Giovanni invita poi a non pretendere, il che significa non esigere dagli altri ciò che essi non possono o non devono darci. Si pensi alla nostra esperienza quotidiana: quanto spesso nelle relazioni di ogni giorno noi esigiamo, abbiamo pretese, ci comportiamo come se gli altri ci “dovessero” qualcosa, e, nel contempo, vogliamo esercitare su di loro la nostra brama di potere, li strumentalizziamo in modi più o meno raffinati! No, l’unico debito esistente tra gli uomini, un debito per così dire “costituzionale”, è quello del rispetto per l’alterità e dell’amore reciproco (cf. Rm 13,8).
Rivolgendosi infine ai soldati dell’impero romano, il Precursore chiede loro di non maltrattare, di non abusare della loro forza, di non fare violenza a nessuno. Più in generale, si tratta di frenare ogni atteggiamento di aggressività verso chi ci è accanto: dobbiamo riconoscere pienamente e rispettare la soggettività dell’altro, la sua unicità, la sua qualità di dono per tutti. Insomma, ciò che Giovanni chiede come preliminare alla conversione e al segno del battesimo – quell’immersione che significa morire all’uomo mondano per rinascere come veri figli di Dio e fratelli di tutti gli uomini – è il compimento della giustizia (cf. Lc 7,29), che assume la forma di un autentico atteggiamento di umanizzazione di se stessi e degli altri.

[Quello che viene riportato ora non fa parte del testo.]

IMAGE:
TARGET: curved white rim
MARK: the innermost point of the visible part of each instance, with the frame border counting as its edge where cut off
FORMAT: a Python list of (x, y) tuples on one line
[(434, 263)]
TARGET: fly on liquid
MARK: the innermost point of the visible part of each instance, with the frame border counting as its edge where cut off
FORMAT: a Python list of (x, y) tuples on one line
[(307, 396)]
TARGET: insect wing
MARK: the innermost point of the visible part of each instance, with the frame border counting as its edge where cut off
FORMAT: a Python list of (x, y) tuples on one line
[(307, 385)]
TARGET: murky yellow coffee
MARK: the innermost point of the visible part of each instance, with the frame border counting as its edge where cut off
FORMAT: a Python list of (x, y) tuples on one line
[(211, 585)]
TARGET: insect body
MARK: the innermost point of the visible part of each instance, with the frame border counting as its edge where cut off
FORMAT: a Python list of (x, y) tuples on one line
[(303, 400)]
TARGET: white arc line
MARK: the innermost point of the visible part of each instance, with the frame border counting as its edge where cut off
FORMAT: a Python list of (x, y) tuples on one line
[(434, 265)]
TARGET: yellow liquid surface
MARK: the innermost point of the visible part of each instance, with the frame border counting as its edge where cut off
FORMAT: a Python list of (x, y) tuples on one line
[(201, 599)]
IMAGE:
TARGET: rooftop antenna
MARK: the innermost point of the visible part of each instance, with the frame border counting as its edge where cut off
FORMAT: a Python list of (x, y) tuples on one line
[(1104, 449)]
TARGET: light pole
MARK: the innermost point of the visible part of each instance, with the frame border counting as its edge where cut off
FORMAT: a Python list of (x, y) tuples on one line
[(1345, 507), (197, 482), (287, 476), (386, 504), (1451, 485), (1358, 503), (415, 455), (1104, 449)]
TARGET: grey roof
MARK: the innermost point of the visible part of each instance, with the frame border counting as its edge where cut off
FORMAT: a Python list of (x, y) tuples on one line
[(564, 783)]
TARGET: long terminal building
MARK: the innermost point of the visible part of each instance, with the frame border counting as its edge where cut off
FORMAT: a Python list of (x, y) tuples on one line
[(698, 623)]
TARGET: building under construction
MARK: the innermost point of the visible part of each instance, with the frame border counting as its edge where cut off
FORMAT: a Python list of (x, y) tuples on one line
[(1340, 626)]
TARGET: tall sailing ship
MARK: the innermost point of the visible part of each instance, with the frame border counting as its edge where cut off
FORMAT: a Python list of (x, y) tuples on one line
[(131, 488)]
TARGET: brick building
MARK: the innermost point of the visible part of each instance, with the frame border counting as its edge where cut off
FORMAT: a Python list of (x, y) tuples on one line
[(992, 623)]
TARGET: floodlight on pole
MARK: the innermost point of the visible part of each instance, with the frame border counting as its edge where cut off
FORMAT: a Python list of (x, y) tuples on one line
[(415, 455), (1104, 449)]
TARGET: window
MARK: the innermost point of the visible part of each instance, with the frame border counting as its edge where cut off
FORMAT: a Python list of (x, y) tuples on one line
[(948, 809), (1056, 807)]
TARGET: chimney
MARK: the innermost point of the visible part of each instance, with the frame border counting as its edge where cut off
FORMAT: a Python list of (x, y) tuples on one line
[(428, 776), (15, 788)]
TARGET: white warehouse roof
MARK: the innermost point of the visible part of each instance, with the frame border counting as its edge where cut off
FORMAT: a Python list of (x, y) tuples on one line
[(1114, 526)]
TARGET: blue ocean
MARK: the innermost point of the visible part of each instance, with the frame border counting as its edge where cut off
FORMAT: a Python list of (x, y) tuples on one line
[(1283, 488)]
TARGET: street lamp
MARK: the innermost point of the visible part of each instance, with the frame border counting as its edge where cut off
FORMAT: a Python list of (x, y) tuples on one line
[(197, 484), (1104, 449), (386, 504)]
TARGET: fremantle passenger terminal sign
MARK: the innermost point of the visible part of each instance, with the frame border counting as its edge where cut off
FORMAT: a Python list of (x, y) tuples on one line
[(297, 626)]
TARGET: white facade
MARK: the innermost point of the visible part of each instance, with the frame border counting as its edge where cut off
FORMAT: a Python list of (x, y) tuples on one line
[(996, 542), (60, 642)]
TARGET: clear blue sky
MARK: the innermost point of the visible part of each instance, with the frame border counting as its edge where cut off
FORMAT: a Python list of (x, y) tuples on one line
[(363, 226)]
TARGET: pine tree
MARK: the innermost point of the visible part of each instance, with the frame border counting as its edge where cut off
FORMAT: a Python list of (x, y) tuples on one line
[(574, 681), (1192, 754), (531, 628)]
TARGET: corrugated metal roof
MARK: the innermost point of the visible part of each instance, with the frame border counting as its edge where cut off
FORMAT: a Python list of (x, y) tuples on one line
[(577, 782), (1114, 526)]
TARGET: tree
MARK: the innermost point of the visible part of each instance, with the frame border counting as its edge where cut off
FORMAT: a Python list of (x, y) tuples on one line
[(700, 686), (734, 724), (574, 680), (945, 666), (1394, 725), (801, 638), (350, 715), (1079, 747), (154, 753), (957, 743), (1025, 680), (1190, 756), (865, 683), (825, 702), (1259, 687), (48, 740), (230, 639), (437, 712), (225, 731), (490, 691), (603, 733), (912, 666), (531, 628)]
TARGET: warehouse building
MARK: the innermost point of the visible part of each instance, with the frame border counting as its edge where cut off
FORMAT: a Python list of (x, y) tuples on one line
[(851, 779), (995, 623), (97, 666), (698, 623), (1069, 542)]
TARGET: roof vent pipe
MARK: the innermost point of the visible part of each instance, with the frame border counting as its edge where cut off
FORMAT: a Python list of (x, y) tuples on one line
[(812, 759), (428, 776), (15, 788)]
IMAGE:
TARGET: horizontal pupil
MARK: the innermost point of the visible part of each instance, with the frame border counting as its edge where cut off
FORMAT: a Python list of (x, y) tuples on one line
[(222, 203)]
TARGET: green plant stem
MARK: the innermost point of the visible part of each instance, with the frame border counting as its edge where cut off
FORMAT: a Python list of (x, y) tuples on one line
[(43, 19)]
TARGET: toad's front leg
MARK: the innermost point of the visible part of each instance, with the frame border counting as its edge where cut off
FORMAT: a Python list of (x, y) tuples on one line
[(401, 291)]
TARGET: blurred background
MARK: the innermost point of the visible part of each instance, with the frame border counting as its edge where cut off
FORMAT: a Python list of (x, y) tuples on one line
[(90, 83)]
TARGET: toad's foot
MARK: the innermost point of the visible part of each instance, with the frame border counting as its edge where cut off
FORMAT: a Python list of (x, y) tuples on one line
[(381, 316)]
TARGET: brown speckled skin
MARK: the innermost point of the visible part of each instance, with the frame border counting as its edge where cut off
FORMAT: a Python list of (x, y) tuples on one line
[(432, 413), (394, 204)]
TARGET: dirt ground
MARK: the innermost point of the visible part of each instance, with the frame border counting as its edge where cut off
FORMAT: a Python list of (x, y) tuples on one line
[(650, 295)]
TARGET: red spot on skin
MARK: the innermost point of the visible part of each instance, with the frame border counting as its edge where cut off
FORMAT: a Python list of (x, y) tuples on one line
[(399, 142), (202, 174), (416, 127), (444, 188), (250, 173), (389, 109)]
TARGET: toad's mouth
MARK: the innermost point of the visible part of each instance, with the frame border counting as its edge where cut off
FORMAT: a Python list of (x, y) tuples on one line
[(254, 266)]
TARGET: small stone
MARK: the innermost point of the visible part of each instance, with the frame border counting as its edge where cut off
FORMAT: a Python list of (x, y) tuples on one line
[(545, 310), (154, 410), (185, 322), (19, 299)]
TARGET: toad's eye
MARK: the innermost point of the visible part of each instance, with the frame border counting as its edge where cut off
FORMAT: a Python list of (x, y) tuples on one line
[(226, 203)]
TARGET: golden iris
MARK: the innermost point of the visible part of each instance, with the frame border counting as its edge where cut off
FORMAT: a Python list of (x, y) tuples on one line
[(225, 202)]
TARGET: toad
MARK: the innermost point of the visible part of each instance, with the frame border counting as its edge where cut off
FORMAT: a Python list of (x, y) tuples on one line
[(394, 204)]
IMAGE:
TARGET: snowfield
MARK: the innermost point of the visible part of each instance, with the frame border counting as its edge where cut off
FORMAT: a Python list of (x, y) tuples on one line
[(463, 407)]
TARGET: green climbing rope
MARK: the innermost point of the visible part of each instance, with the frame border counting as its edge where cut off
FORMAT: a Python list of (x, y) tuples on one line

Sì, il Signore Veniente “è vicino, alle porte” (cf. Mc 13,29), e Giovanni annuncia che sarà un giudice capace di separare la pula dal buon grano. Nell’imminenza di questa venuta nella gloria, noi possiamo però rimanere sordi alla Parola di Dio; possiamo cercare di sfuggire al giudizio di Dio come vipere furbe (cf. Lc 3,7); possiamo pensare che sia sufficiente dirsi cristiani e confidare nella nostra appartenenza alla chiesa, per essere dispensati da ogni autentico cammino di conversione… Ebbene, quale antidoto alla nostra pigrizia e ai nostri tentativi di autogiustificazione, Giovanni ricorda che Dio può suscitare suoi figli anche dalle pietre (cf. Lc 3,8): perché dunque non predisporre tutto affinché Dio possa trasformare il nostro cuore di pietra in un cuore di carne (cf. Ez 11,19; 36,26)?
Davvero il Veniente è vicino: egli è certamente misericordioso con chi è sincero, ma è temibile per chi mente e non si sforza di trasformare in comportamento quotidiano ciò che proclama con le labbra. D’altronde, Gesù ci ha messo in guardia con chiarezza, con parole che suonano quasi come una supplica: “Perché mi chiamate: Signore, Signore, e poi non fate ciò che dico?” (Lc 6,46).